Swiss curler and Olympic medalist

Ralph Stöckli (born 23 July 1976 in Uzwil) is a Swiss curler from Lucerne. He won a bronze medal at 2010 Winter Olympics.

Stöckli began a successful curling career at the junior level, winning a bronze medal at the World Junior Curling Championships as an alternate in 1994. In 1996, he was the Swiss skip and they won a silver medal, losing to James Dryburgh of Scotland. In 1997 Stöckli won the gold medal defeating Perttu Piilo of Finland in the final. Stöckli ended his junior career with a bronze in 1998.

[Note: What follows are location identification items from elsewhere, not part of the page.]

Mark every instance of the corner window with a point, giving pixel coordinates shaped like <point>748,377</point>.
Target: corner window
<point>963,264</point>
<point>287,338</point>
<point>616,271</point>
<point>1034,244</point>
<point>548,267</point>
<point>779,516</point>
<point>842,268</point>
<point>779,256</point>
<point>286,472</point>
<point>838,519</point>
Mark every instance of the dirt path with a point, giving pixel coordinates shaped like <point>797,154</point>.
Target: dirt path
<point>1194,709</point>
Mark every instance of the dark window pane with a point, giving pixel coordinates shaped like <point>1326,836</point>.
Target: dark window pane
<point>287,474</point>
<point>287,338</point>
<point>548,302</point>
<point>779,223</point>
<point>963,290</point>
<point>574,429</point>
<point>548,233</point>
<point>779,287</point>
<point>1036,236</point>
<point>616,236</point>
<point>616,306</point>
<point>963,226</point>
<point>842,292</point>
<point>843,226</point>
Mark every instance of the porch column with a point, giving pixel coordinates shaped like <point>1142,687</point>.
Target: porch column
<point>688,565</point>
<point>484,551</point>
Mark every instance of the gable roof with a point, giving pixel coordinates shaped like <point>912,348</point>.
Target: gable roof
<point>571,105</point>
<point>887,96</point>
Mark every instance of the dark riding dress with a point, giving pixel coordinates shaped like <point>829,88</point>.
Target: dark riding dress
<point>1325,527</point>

After a 7th-place finish at the 2002 Ford World Curling Championship, Stöckli won a silver at the 2003 Ford World Curling Championship- losing to Canada's Randy Ferbey in the final.

Stöckli was the skip of the Swiss team at the 2006 Winter Olympics in Turin, Italy. The team finished just out of medal contention with a 5-4 record.

Stöckli was vice on the Swiss team (skipped by Andreas Schwaller) that won the 2006 European Curling Championship.

Stöckli announced his retirement from curling in 2010.

After retirement, Stöckli works for Swiss Olympic Association. He is the Chef de Mission of the Swiss Olympic Team for 2016, 2018, 2020, 2022, 2024 and 2026 Olympics.

== Teammates ==

2006 Torino Olympic Games

Claudio Pescia, Third

Pascal Sieber, Second

Marco Battilana, Lead

Simon Strübin, Alternate

2009 Moncton World Championships

2009 Aberdeen European Championships

2010 Vancouver Olympic Games

Jan Hauser, Third

Markus Eggler, Second (Note: In several competitions, Eggler has skipped the game, throwing second stones, with Stöckli throwing fourth stones.)